En Irak, derechos inhumanos, Morris prosigue y completa su indagación del mal, ese tema tan acuciosamente analizado por la escritora Hannah Arendt, y lo hace nuevamente mediante entrevistas, esta vez con algunos de los policías militares que participaron en las sesiones fotográficas de la mazmorra iraquí de Abu Ghraib, tomándose impresiones con cadáveres de prisioneros torturados, o formando pirámides humanas de cuerpos desnudos, en imágenes que pronto recorrerían las redacciones de diarios de todo el mundo. de la infamia, filtraciones incontenibles por las que algunos mandos menores fueron condenados a algunos años de encierro y a ser dados de baja del ejército estadunidense, sin que la jerarquía superior, desde sargentos hasta el nivel castrense más elevado (el secretario de Defensa, Donald Rumsfeld), fueran cuestionados y menos aún castigados.

El debate que Morris no puede eludir y que de hecho convoca desde el título mismo de la cinta es si las circunstancias pudieron disminuir la gravedad de los hechos haciendo de la humillación y tortura a prisioneros de guerra un acto criminal, o simplemente un procedimiento operativo de rutina, el standard operating procedure que sólo admite una sanción reglamentaria y no una condena severa.

El cineasta interroga a los policías militares participantes, quienes alegan haber buscado distracción tomando fotografías que sólo eran poses, con prisioneros jalados por cuerdas visiblemente distendidas, o amenazados por perros que jamás pasarían a la acción, con pilas de hombres desnudos que pretendían efectos plásticos o humorísticos, y en modo alguno propósitos de humillación. Los prisioneros, se alega, habían sido ya torturados o ejecutados. Lo que seguía era sólo entretenimiento para soldados sometidos a un estrés prolongado. Una de las fotógrafas, Sabrina Harman, alega incluso haber fingido diversión frente al horror sólo para poder dar algún día testimonio gráfico de las injusticias que tuvo que presenciar. Una más, la célebre Lynndie England, admite que su participación tuvo que ver con su amor por el sargento Charles Graner (quien no da testimonio en la cinta ni tampoco recibe castigo), y con haber, como todos los demás, acatado órdenes superiores.

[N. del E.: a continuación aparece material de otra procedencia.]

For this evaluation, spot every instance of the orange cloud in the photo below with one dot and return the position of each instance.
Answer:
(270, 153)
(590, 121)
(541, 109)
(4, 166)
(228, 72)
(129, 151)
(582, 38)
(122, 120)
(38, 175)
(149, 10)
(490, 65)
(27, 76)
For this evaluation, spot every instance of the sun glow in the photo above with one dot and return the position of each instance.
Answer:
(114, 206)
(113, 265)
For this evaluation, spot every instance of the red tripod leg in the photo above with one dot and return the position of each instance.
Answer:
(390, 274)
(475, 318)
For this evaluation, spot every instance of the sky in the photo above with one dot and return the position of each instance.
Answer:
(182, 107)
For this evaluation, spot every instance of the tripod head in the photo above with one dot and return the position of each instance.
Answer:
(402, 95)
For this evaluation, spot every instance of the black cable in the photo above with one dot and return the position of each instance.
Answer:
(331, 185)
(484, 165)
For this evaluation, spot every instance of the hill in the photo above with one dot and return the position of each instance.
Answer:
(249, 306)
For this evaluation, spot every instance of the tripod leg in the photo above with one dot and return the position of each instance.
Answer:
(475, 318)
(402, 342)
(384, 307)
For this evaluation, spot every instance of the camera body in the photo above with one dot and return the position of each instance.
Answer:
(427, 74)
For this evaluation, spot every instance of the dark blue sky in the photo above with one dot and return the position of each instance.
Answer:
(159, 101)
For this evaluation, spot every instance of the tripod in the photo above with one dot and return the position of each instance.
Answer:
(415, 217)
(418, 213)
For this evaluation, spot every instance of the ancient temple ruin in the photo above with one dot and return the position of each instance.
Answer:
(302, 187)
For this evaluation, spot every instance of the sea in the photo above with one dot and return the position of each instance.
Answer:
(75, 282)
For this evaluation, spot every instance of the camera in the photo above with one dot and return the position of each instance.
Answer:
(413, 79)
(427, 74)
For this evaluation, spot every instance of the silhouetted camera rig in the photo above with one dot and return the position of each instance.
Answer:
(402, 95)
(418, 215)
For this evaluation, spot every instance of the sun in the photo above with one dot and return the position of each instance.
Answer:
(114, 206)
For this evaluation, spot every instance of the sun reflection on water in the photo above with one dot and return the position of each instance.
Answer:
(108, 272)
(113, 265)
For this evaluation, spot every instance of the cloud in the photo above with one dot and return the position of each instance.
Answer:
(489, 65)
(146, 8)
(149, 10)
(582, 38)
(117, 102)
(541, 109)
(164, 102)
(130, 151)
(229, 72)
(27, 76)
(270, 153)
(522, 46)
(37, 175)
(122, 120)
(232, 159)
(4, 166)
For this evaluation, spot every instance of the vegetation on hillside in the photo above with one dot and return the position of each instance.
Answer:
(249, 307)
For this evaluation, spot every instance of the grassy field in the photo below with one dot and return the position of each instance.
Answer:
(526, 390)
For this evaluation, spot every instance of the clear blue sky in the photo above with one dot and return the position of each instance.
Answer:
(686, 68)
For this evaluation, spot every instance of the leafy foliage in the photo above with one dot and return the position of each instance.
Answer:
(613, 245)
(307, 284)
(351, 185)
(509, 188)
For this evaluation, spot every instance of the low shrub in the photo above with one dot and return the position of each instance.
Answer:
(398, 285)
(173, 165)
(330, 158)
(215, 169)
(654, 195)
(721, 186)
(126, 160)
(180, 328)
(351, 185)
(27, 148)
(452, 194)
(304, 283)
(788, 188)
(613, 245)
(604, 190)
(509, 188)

Con la tortura legalizada durante el gobierno de George W. Bush, y con la impunidad de la que hasta la fecha gozan los organizadores del sometimiento colectivo por la humillación, los mandos menores aparecen como meros chivos expiatorios, moralmente degradados, que patéticamente contemplan los saldos del engaño. Sin una voz narrativa en off, con sólo las palabras de los involucrados y la estupenda pista sonora de Danny Elfman, la cinta de Morris cierra elocuentemente su trilogía del mal. El poder de las imágenes que circularon profusamente por Internet y por las planas de diarios y revistas, adquiere en esta cinta una contundencia mayor, posiblemente más perdurable.

Se exhibe esta semana en Cinépolis Diana y en Cinemex Masaryk.